Flat file storage can be anything from storing items in your hard drive and flat files in various formats to S3 buckets or something similar. It’s simply for storage. You’re writing it to a file for later use. You might put it in a JSON file or several other formats, but you have the data and it’s easily parsed and consumed. This is a form of data management that is often overlooked.
There is latency built into using flat file storage that’s native. If you are going to write to a general database, oftentimes what is happening is you’re working in the RAM on a computer. Later, that data will get put onto the actual hard drive, especially if you’re taking the database and optimizing it to make it work fast.
With flat file storage, what you’re doing is writing to files instead of writing to memory or writing to a datastore. This is how you have data that’s not ephemeral and won’t disappear in a traditional database. But sometimes it’s easier to do it directly, on your own, and sometimes it’s faster, depending on what you are doing and how you’re interacting with the data itself. Because of how it works, it’s also a method to back up data and it’s almost always cheaper than other methods of data storage.

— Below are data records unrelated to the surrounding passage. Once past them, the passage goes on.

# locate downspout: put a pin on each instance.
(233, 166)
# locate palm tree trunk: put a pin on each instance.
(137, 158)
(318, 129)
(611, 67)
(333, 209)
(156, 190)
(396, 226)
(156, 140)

Time series databases and flat file storage are like other datastores in that they are efficient at what they were designed for. They are both specialized for a specific purpose and are limited to that purpose, so trying to use them for something else makes them inefficient and will cause issues. It is usually a good idea to employ more than one form of data storage to enable various methods of working with your data. Understanding how each form of storage works is the first step to determining which storage method your business would benefit from the most.